Thursday, June 5, 2008

Federal injunction (temporarily) blocks full enactment of H.B. 1804

I learned of this new development yesterday evening when a friend and local businessman, and a staunch advocate of illegal immigration restriction, called me on my cell to inform me and to vent his outrage. This individual and I attended the March 6 immigration seminar of which I wrote on May 18 together; it was there that we both learned of the then pending lawsuit filed on behalf of the State (and federal) Chambers of Commerce which is responsible for this new development. Indeed, the speaker (whose OKC based firm filed the original lawsuit on behalf of the State Chambers of Commerce) spoke rather glowingly about his firm's legal work in opposition to the new Oklahoma law, saying, in no uncertain terms, that the law is unconstitutional because it (1) violates federal immigration law, and (2) unfairly burdens Oklahoma business owners with an undue responsibility to enforce the provisions of H.B. 1804. As to the second claim, I just rolled my eyes in utter contempt that someone would be so presumptuous as to suggest that Oklahoma business persons have no responsibility to reasonably attempt to verify the employment status of their prospective employees, particularly those who they suspect are illegal. "Fact of the business", no such provision should even be necessary in a sane society, but the necessity of the provision, i.e., the insanity of our society, is made strikingly evident by the very strength of the opposition to it. However, as the first reason was given by the speaker in terms that I thought required an explanation, I did challenge him to defend that assertion in more particularity -- "On what basis is it that Oklahoma's law violates federal immigration law?" When he asked for clarification of my question, I put it to him in these terms: "Is the basis some sort of privacy issue, or is it simply that the language in Oklahoma's provisions doesn't match up to the language in the federal law, or what?" He answered that it was the latter; that the language in the respective laws differed, but he didn't elaborate further.

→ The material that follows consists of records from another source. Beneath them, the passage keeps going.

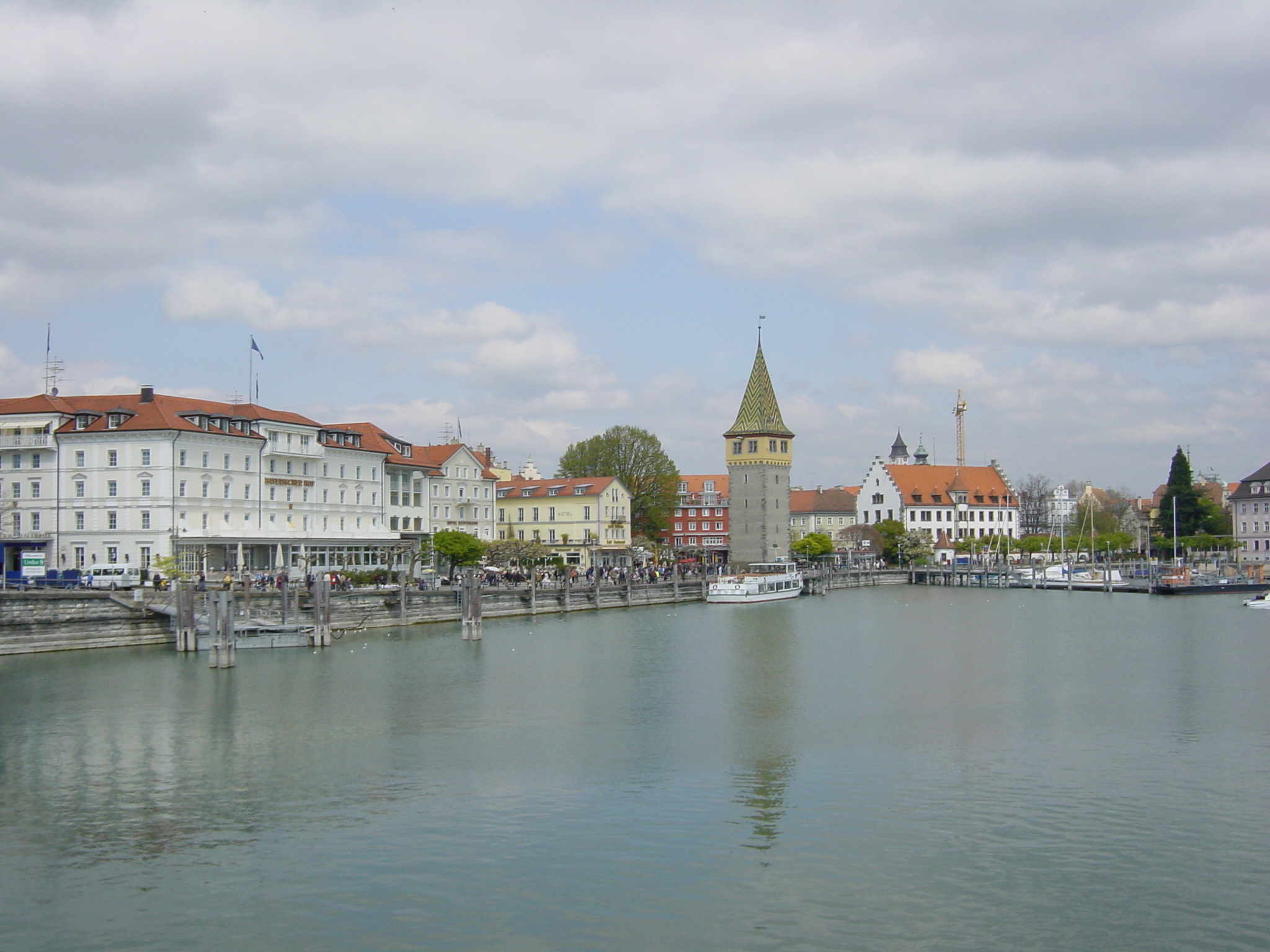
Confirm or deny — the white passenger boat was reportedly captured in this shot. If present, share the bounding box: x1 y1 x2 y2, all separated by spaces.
706 562 802 604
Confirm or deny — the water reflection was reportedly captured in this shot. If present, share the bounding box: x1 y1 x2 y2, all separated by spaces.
724 604 797 850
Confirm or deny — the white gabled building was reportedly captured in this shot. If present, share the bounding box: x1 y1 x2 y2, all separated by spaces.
856 456 1018 542
0 387 397 573
345 423 498 542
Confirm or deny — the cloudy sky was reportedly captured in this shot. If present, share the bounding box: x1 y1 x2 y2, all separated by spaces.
0 0 1270 493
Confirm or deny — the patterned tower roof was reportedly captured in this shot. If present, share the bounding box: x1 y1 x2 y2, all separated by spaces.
722 344 794 437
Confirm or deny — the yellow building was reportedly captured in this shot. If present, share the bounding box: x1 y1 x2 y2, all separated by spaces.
495 476 631 567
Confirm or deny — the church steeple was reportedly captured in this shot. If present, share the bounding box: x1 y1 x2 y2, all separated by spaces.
722 344 794 438
890 430 908 464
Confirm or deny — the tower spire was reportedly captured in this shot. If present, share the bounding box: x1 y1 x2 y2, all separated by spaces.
722 342 794 437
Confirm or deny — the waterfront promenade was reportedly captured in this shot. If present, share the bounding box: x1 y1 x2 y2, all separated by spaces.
0 585 1270 952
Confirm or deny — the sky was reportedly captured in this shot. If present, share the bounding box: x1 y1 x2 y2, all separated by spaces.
0 0 1270 494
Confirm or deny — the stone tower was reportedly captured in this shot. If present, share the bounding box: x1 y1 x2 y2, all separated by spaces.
722 342 794 567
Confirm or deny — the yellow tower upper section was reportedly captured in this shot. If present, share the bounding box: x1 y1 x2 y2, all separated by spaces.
722 344 794 466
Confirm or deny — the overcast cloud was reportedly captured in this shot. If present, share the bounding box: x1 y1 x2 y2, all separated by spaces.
0 0 1270 493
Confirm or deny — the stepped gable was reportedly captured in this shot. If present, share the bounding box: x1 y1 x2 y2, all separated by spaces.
885 466 1015 505
722 345 794 438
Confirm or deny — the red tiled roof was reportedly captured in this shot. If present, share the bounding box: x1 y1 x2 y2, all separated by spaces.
790 487 856 515
498 476 617 499
0 394 319 439
887 465 1012 503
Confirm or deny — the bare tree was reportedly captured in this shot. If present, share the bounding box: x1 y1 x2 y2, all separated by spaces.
1018 474 1054 536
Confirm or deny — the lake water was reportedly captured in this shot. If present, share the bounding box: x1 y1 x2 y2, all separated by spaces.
0 594 1270 952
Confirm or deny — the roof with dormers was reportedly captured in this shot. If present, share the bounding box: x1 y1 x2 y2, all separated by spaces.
497 476 626 499
790 486 856 515
884 465 1016 505
0 394 321 439
1224 464 1270 499
722 344 794 437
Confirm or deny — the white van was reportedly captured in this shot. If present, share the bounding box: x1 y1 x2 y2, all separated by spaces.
84 565 141 589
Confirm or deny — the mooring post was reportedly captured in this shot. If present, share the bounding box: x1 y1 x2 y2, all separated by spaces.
313 571 330 647
460 566 481 641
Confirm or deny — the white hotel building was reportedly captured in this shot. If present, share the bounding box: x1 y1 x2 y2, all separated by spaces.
0 387 493 573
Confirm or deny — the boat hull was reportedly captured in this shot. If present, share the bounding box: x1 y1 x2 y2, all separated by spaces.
706 563 802 606
706 586 802 606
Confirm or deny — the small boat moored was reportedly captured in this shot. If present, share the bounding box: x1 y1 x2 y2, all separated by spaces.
706 562 802 604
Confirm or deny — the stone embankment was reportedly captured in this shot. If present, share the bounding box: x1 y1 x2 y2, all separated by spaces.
0 591 173 655
0 571 908 655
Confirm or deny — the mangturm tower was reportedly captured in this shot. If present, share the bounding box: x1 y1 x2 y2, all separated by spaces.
722 340 794 566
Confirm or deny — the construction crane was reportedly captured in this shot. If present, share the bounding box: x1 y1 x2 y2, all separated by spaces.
952 390 967 467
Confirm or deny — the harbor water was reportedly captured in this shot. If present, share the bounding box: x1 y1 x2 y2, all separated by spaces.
0 594 1270 952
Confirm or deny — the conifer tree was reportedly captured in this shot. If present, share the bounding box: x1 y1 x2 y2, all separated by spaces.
1156 447 1209 538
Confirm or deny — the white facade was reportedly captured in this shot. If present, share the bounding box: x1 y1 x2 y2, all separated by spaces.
0 391 395 571
856 456 1018 542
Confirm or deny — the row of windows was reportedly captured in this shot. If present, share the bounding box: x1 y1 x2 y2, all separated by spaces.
731 439 790 454
498 529 602 546
500 505 604 522
904 509 1015 522
10 509 150 533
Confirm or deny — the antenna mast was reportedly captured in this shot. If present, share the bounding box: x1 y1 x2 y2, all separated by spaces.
45 324 62 396
952 390 967 467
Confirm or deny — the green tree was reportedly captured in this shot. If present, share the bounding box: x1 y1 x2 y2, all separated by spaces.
1157 447 1208 539
556 426 680 538
487 538 551 565
432 529 485 578
790 532 833 558
150 556 190 580
895 529 935 565
874 519 904 562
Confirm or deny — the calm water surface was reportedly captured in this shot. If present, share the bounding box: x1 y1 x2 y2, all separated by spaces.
0 586 1270 952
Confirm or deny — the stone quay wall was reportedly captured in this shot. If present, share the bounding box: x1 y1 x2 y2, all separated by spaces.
0 571 908 655
0 591 173 655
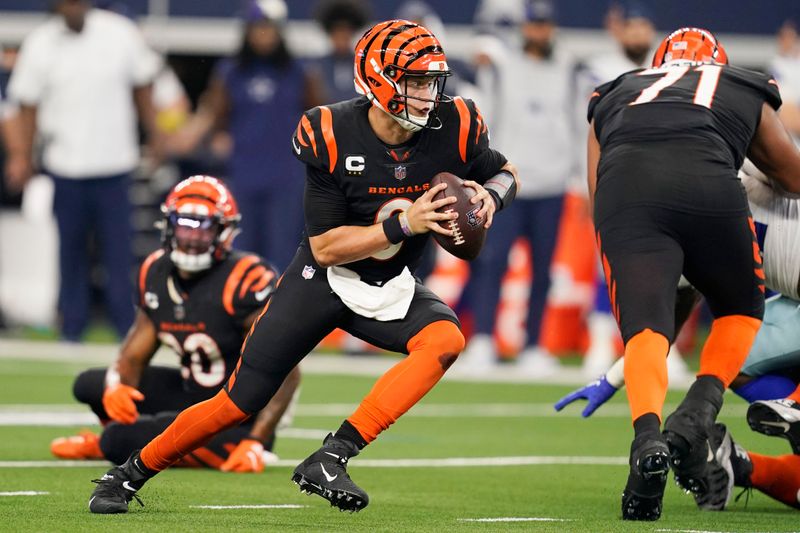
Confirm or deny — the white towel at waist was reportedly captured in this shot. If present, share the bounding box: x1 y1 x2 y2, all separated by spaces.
328 266 416 322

Notwithstanding all of that, the federal government has now injected itself into the dispute over Oklahoma's immigration law. Sections seven and nine of the law are now declared by the federal government to be, for all intents and purposes and until further notice from on high, unconstitutional:

By RON JENKINS, Associated Press Writer
Wed Jun 4, 6:24 PM ET

OKLAHOMA CITY - A federal judge on Wednesday blocked parts of an Oklahoma law targeting illegal immigration, saying the measures are probably unconstitutional.

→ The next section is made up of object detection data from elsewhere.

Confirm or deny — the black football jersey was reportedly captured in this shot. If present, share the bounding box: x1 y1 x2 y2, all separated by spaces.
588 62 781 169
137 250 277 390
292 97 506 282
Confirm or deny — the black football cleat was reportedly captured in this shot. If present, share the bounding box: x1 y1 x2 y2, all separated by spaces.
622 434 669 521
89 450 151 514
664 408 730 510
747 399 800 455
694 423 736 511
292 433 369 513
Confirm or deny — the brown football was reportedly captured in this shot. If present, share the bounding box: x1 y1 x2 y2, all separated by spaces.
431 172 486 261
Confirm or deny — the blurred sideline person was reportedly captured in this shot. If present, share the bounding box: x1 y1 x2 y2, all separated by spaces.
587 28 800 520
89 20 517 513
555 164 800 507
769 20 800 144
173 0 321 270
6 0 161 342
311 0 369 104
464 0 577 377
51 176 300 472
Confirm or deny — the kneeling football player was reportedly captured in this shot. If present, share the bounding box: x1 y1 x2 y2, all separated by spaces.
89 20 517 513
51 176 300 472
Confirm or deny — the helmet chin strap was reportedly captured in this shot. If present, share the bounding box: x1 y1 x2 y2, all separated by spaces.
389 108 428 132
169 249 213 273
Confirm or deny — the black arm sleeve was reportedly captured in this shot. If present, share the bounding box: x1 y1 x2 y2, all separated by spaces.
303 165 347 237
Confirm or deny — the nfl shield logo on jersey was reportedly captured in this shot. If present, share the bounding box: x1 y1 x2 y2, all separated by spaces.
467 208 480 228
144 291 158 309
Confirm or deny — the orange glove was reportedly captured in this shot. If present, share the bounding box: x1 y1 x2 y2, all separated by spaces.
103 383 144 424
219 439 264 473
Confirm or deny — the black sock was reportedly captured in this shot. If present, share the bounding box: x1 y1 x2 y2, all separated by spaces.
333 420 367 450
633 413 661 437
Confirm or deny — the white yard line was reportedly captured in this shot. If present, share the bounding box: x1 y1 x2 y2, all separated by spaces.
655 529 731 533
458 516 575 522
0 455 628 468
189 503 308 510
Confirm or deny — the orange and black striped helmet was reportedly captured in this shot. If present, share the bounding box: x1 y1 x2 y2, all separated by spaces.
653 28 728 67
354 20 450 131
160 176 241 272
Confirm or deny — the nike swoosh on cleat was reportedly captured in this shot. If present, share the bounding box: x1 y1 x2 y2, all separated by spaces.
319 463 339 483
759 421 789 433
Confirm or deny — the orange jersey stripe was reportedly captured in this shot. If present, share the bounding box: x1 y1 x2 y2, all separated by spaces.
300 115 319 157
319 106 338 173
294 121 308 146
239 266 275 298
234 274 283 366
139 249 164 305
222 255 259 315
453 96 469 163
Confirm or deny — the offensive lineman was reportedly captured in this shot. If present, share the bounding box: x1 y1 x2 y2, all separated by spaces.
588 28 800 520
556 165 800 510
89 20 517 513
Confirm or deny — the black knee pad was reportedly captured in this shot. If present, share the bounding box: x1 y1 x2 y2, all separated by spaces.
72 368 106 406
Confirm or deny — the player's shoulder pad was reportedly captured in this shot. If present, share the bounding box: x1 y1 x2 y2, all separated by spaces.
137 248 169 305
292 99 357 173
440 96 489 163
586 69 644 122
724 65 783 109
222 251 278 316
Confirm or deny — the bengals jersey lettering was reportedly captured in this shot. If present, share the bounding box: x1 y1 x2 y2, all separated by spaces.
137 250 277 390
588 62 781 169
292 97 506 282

U.S. District Judge Robin J. Cauthron issued a preliminary injunction prohibiting enforcement of provisions of the law that subject employers to penalties for failing to comply with a federal employee verification system.

The decision came on a lawsuit filed by the U.S. Chamber of Commerce, the Oklahoma Chamber and other business groups, who argued that the electronic verification system is voluntary under federal law and that employers should not be subjected to state penalties.

"Through harsh civil penalties, the Oklahoma law unfairly shifts the burden of immigration enforcement from government onto the backs of business," Robin Conrad, executive vice president of the U.S. Chamber, said in statement.

The provisions in effect since November prohibit illegal immigrants from receiving tax-supported services and make it a state crime to transport or harbor illegal immigrants, a provision loudly criticized by social agencies that work with the immigrant population.

The state law took effect in November 2007, but the employer provisions under attack were set to take effect July 1.

Cauthron held that the plaintiffs would probably establish that the state measure pre-empted federal law on immigration.

Attorney General Drew Edmondson defended the law.

"We will attempt to overcome this hurdle when the matter is set for hearing on the permanent injunction," he said.

Rep. Randy Terrill, a Republican who introduced the legislation, predicted the case would be appealed if the plaintiffs prevail in their quest for a permanent injunction.

No hearing date has been set. (all emphases mine)

In closing, allow me to set the record straight. The inference that Oklahoma's law conflicts with federal law in that it "requires" businesses to register with the employment verification system is simply false. As I explained in this post, only if a company voluntarily enters into contractual agreement with a government entity to provide goods or services in exchange for payment, is the company in question "required" to register with E-Verify to confirm the employment status of all new hires. No company is under any obligation whatsoever to enter into such a contract, and therefore, by Oklahoma law, no company is under any obligation whatsoever to register with the E-Verify employment verification system. In other words, it's all voluntary and the complaint is bogus, always has been. But you know how it is; there are a bunch of well-to-do government welfare cases out there who couldn't maintain their elaborate and lavish lifestyles if the goverment didn't provide them a swollen teat to suck off of. To wean them off of it is simply unthinkable. The best we can do is to occasionally slap them on the forehead and painfully exclaim "don't bite!"